A data recognition unit for recognizing user hand data in said user hand image through a hand model, and/or from said 2D image through an intelligent recognition system for assisting piano teaching as claimed in claim 12 Identifying whether there is a playing error, wherein the hand model takes the hand image as input data, and takes the hand data in the hand image as output data, and is obtained by training a neural network;

A data matching unit is configured to compare the user audio data with the corresponding reference audio data in the audio database, obtain the degree of matching between the user audio data and the corresponding reference audio data, and compare the user hand data with the corresponding reference audio data.
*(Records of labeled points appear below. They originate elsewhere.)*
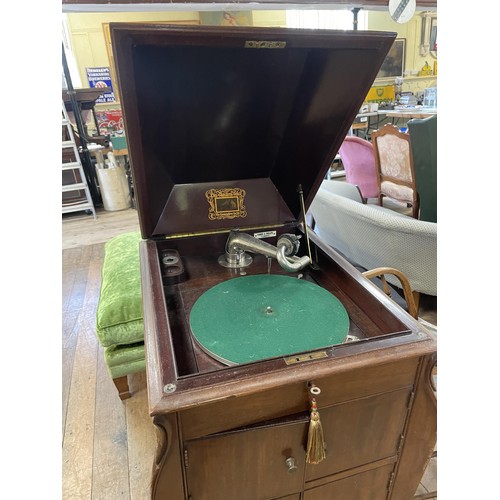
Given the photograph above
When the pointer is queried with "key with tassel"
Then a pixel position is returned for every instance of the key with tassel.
(315, 440)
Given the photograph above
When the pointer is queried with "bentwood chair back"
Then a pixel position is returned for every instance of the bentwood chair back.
(358, 160)
(394, 162)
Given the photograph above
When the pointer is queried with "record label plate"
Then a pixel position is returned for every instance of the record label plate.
(263, 316)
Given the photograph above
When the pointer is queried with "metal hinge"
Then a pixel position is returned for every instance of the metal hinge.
(400, 444)
(391, 481)
(410, 401)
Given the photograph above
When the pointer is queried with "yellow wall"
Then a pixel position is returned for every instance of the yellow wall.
(87, 38)
(87, 35)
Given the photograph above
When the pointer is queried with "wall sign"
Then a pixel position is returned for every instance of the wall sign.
(101, 78)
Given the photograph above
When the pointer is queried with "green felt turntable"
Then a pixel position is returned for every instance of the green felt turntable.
(257, 317)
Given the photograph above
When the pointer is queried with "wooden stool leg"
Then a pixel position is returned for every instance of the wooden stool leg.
(121, 384)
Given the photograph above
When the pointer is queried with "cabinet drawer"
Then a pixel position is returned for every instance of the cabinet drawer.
(250, 464)
(294, 398)
(370, 485)
(360, 432)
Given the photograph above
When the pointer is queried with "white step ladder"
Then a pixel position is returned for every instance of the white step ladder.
(79, 202)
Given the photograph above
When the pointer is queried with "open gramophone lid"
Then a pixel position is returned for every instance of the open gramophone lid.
(252, 318)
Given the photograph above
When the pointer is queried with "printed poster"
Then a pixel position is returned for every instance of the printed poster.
(100, 78)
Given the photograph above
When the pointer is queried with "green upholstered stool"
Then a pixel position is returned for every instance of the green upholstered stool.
(119, 323)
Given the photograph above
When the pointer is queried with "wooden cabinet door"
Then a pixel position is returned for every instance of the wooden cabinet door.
(370, 485)
(361, 431)
(249, 464)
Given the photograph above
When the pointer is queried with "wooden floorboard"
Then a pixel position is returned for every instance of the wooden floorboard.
(108, 444)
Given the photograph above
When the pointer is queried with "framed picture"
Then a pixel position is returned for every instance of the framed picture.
(394, 63)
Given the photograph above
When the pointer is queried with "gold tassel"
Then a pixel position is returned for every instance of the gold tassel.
(315, 441)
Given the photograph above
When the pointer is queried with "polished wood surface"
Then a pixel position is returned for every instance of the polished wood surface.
(373, 395)
(117, 462)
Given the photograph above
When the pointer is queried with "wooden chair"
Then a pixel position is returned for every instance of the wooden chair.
(412, 299)
(412, 303)
(394, 160)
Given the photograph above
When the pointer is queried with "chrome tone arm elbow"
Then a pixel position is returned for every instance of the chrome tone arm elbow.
(239, 243)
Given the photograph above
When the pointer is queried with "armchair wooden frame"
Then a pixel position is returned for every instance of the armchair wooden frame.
(394, 161)
(411, 298)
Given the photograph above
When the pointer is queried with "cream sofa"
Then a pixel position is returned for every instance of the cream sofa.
(371, 236)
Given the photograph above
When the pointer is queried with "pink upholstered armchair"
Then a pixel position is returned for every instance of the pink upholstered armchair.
(359, 164)
(394, 161)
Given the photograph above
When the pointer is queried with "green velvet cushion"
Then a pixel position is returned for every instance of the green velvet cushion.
(123, 360)
(119, 312)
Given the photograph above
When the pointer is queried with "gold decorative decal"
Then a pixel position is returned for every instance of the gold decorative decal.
(264, 44)
(226, 203)
(305, 357)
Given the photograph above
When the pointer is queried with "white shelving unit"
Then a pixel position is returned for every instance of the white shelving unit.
(80, 202)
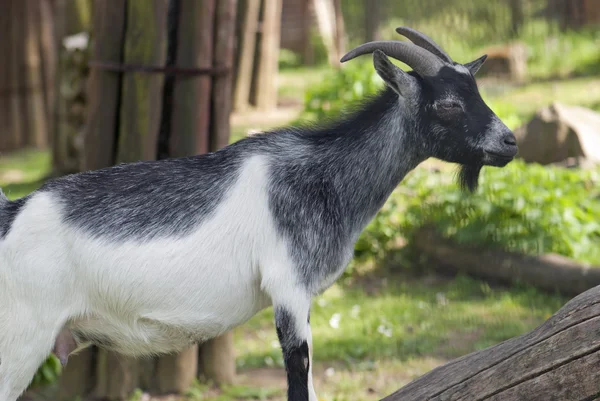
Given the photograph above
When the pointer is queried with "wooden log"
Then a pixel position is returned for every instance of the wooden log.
(78, 377)
(175, 373)
(35, 110)
(224, 42)
(5, 84)
(217, 359)
(247, 47)
(141, 96)
(191, 97)
(267, 63)
(101, 127)
(17, 87)
(556, 361)
(548, 272)
(117, 376)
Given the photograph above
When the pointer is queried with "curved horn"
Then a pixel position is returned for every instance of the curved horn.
(421, 60)
(424, 41)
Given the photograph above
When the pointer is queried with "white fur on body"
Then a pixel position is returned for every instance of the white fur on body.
(148, 298)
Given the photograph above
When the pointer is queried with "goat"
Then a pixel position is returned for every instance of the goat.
(149, 257)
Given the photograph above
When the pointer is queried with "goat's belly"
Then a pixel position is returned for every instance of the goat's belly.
(165, 295)
(153, 320)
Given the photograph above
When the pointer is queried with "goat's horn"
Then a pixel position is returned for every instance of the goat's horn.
(424, 41)
(421, 60)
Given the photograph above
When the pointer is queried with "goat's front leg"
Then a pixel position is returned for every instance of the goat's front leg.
(293, 329)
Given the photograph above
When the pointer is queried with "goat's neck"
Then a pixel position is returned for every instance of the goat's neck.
(380, 149)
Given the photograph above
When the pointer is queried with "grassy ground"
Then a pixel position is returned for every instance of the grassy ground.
(378, 332)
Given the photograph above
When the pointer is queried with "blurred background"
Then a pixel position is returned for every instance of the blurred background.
(87, 84)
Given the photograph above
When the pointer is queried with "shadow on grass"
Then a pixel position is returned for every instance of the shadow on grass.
(405, 316)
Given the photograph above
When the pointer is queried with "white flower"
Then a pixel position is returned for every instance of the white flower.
(335, 320)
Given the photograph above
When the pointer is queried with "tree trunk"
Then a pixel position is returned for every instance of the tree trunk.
(267, 66)
(217, 359)
(6, 131)
(104, 86)
(191, 98)
(517, 16)
(69, 107)
(140, 111)
(247, 47)
(34, 105)
(340, 30)
(224, 45)
(326, 22)
(16, 86)
(556, 361)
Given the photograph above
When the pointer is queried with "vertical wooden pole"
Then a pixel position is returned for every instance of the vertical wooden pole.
(224, 43)
(217, 356)
(191, 97)
(141, 98)
(17, 81)
(37, 133)
(5, 117)
(266, 82)
(103, 107)
(48, 53)
(247, 45)
(340, 30)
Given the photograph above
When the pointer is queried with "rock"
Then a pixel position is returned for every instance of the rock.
(561, 134)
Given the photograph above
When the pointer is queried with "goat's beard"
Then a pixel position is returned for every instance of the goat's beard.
(468, 177)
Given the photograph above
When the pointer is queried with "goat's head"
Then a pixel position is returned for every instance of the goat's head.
(444, 103)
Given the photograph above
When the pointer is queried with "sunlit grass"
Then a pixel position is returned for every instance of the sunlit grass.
(402, 318)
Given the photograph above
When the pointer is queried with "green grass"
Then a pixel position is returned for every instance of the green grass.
(402, 317)
(23, 171)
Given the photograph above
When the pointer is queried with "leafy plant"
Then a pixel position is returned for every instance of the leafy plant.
(526, 208)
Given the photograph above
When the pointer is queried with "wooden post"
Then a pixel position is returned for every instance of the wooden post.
(103, 107)
(247, 46)
(217, 356)
(17, 83)
(35, 110)
(556, 361)
(191, 97)
(266, 82)
(6, 132)
(224, 43)
(145, 43)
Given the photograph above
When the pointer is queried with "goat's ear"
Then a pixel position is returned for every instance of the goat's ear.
(475, 65)
(394, 77)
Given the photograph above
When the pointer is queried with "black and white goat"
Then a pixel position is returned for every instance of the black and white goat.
(150, 257)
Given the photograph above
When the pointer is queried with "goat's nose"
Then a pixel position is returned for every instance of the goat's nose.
(510, 139)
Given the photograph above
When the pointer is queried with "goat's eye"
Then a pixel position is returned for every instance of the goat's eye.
(450, 106)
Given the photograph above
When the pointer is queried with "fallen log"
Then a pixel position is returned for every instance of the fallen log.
(550, 272)
(557, 361)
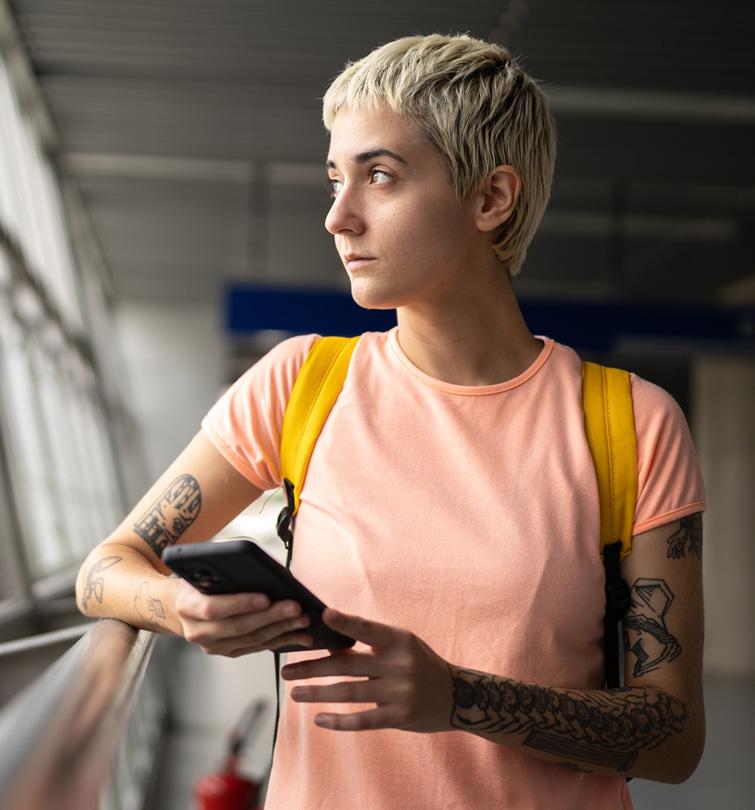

Comparing with the corresponding reference hand data in the hand database, obtaining the degree of matching between the user's hand data and the corresponding reference hand data;

A user interaction unit, configured to match the user audio data with the corresponding reference audio data and the user hand data with the corresponding reference hand data and/or all playing by the user Error, feedback the playing result to the user.
The piano training system of claim 30, wherein the user interaction unit is further configured to:

prompting the user the key information corresponding to the corresponding reference audio data; and/or

prompting the user for the hand motion corresponding to the corresponding reference hand data; and/or

Playing errors and wrong positions are prompted to the user.
The piano training system of claim 30, wherein the video and audio capture unit includes an audio capture device and a video capture device, and wherein the video capture device includes one or more monocular cameras, binocular cameras, or Depth camera, the video capture device is fixed around the piano to capture hand video information at a fixed point, or is installed on the slide rail to automatically track and capture hand video information.
The piano training system according to claim 30, further comprising: a sensor, which is installed under the piano keys and is used to collect data on the touch force of the keys when the user plays the piano.
A storage medium for smart piano training, wherein a computer program is stored, and when the computer program is executed by a processor, it can be used to implement the method of any one of claims 16-29.
An electronic device for intelligent piano training, comprising a processor and a memory, wherein a computer program is stored in the memory, and when the computer program is executed by the processor, it can be used to realize any one of claims 16-29 the method described.